Efectivamente así fue. Y el pueblo representaba un resumen apretado de la historia patria, con toda su grandeza y en todo su esplendor. Ubicado en terreno “tepetatoso”, con una delgada y la mayoría de las veces inexistente capa para el cultivo, era un símbolo viviente del hambre histórica por la tierra, según una acertada y contundente frase, acuñada en momentos de pasión patriótica por Don Pepe, muy propia para encabezar un manifiesto agrario, en la también histórica lucha por la tierra, pero pronunciada en la quietud de la vida campesina, cuando el sol se va ocultando y las fuerzas flaquean, después de un intenso día de trabajo que ennoblece el espíritu, pero mina indefectiblemente el cuerpo.

En el campo siempre hay incertidumbre, siempre hay inseguridad, nunca se sabe en qué momento se presentará una tormenta, una helada; nunca hemos sabido y quizá jamás nos enteraremos cuando habrá una granizada, ni cuando aparecerá una plaga que acabe con nuestros cultivos, afirmaba convencido el abuelo Néstor, con la mirada puesta en el infinito y los pies bien plantados sobre la tierra que lo vio nacer hacía 80 años. Con vehemencia dejaba caer cada palabra, como quien golpea con una barreta el duro suelo de tepetate. Y lo decía con un dejo de resignación, pero sin que en su voz o en sus gestos se notara la menor rebeldía o enojo. Era la resignación frente a las impredecibles e incontrolables fuerzas de la naturaleza. Una expresión más de la pequeñez del ser humano y de la sincera comprensión de su atraso técnico.

En ese momento, abajo de la “era”, en el camino firme, pasaban varios cuidadores con sus animales, todos mojados como una sopa; también todos flacos, hambrientos los muchachos, con la boca seca en medio de la humedad, cubiertos con “pachones” que les daban calor a sus esqueléticos cuerpos, simulando fantasmas en el inicio de la oscuridad precipitada por la tormenta.

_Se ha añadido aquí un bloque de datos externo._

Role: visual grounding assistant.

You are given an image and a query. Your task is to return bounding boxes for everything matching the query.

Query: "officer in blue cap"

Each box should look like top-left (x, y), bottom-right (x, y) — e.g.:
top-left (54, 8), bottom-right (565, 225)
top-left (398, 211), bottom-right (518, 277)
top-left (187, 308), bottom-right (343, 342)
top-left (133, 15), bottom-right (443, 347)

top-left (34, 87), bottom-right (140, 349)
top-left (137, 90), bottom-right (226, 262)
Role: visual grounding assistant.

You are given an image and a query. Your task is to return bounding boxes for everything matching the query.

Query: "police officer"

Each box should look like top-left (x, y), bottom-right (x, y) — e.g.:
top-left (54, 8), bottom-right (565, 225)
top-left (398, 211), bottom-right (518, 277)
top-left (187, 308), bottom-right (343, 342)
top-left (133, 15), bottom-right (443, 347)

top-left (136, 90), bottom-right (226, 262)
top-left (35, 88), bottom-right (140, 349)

Casi pasaron inadvertidos, porque todo mundo, aún sin reponerse, dirigía su mirada, con angustia y dificultades sobre el valle, lugar de estragos y desastre. La distancia ocultaba la magnitud de los daños, pero se percibían como el penetrante olor a tierra húmeda al iniciar la lluvia en tiempos de tormenta.

Los dos varones, hijos de Néstor, al que los niños llamaban cariñosamente Papá Grande, sin que supieran siquiera que existía la lengua francesa, con la madurez de sus años y la experiencia cumulada, que no era poca, no ocultaban el sufrimiento interno, pero tampoco invocaban a Dios, jamás lo invocaron, ni en las buenas ni en las malas; pues eran hombres austeros, respetados y respetuosos, serenos y valientes, unidos por la autoridad generosa de su padre, unidos también en la generosidad fraterna; no tenían ambiciones mezquinas ni espíritu explotador.

Mañana hay que enderezar, con mucho cuidado, las matas ladeadas del maíz, porque las que están caídas ya no se pueden enderezar, les dijo el abuelo Néstor. Su voz apagada fue escuchada por los hermanos; no era una orden, ni siquiera una sugerencia, pero eran tan evidentes los estragos que su voz se convertía en indiscutible.

Un nuevo relámpago y un nuevo estruendo volvieron a sacudir a todos. El vago rumor de otra tormenta ponía el alma en un hilo. Así se vive en el campo y así se muere también.